The vast majority of the algorithms in the literature were developed for the case when all parameters of MCKP are known in one central unit, where the optimization runs. However, this is not always the case in practice. There is a need to develop methods in large networks, which can solve MCKP in a distributed manner; see, for example, the rate adaptation algorithm for multi-hop networks in [
70]. In this case, each network node makes decisions locally instead of globally, as in a centralized scheme. Although there are several distributed methods for KP (see e.g., [
114]), we see a lack of MCKP algorithms in distributed computing. Although distributed algorithms pose new challenges compared to the centralized algorithms, such as communication and cooperation between nodes, managing network latency, proving convergence, etc., distributed methods can be adapted to solve MCKP as well.
In self-organizing systems, decisions of the nodes of the networks rely only on local information. They have high relevance in computer science as well and their advantageous features include robustness and adaptivity. Their structure can converge to an optimal state. It would be also interesting to examine how MCKP can be solved in self-organizing systems.
Uncertainty about the input values may pose a challenge in MCKP. How to manage this problem is also an interesting research direction. In the literature, the fuzzy and chance-constrained versions of the problem (see
Section 4) have attempted to handle the uncertainty.

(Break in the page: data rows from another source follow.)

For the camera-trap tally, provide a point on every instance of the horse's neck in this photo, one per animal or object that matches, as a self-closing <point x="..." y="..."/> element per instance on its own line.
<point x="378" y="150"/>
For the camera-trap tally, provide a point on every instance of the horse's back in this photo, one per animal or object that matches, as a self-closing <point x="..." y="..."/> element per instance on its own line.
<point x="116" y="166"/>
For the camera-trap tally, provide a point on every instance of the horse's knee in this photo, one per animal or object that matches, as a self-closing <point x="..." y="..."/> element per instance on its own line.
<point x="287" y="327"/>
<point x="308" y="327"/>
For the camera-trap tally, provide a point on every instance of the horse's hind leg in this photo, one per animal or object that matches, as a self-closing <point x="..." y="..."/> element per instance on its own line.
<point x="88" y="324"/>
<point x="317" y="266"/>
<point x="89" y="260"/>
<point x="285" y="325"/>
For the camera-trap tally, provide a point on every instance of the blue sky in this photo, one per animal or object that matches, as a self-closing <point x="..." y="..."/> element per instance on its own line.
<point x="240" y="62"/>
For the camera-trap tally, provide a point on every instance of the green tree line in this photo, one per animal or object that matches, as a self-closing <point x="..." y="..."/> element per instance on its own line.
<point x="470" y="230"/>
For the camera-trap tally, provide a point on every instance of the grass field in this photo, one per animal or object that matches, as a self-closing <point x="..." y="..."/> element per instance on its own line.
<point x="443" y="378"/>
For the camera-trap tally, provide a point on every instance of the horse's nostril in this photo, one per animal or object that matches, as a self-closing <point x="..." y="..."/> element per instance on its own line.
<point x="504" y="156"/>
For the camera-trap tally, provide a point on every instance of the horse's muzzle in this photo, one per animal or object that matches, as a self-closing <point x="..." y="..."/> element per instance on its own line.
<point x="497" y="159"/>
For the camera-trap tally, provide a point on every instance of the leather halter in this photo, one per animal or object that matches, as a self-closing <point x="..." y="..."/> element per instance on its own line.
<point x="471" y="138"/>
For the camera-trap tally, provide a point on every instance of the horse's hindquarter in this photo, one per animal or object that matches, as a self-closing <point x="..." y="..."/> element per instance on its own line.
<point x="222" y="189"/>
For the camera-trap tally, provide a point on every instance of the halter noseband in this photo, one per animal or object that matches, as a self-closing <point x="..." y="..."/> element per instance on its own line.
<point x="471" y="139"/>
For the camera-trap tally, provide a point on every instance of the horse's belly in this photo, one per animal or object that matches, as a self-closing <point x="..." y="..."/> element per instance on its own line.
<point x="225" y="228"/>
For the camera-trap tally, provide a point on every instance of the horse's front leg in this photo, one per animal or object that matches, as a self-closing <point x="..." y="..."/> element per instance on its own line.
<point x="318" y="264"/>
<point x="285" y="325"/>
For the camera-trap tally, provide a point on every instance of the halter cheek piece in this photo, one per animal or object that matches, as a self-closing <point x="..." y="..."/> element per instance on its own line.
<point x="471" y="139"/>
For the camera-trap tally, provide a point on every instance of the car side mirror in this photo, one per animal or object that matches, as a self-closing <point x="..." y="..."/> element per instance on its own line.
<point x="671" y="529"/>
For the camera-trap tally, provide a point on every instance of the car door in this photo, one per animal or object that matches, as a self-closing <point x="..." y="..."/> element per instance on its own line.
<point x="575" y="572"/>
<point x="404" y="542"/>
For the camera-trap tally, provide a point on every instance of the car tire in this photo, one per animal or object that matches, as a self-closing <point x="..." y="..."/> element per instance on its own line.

If the items may arrive at different times, and the items must be selected without knowledge of the future items, the problem can be modelled as an online problem. This is a typical problem, e.g., in serving requests with different value and resource needs. The online version of MCKP could be also the subject of future research. The problem is well studied in the case of the KP [
115], but not MCKP. The offline version “knowing the future” can be solved by using the MCKP algorithm. A typical task in online problems is to compare the online version with the offline version, and to calculate a lower bound on the competitive ratio of the online algorithm, i.e., on the ratio of the total value achieved by the online algorithm and the total value of the optimal offline algorithm.
The sizes of the problem instances are increasing in several application areas (e.g., machine learning, multimedia), which brings new challenges. Although MCKP is NP-complete, it may have special cases which can be solved in polynomial time. Discovering MCKP subcases which have efficient solution algorithms could be also a subject of future research.
The versatile application possibilities of MCKP in the literature may inspire researchers to explore new application areas.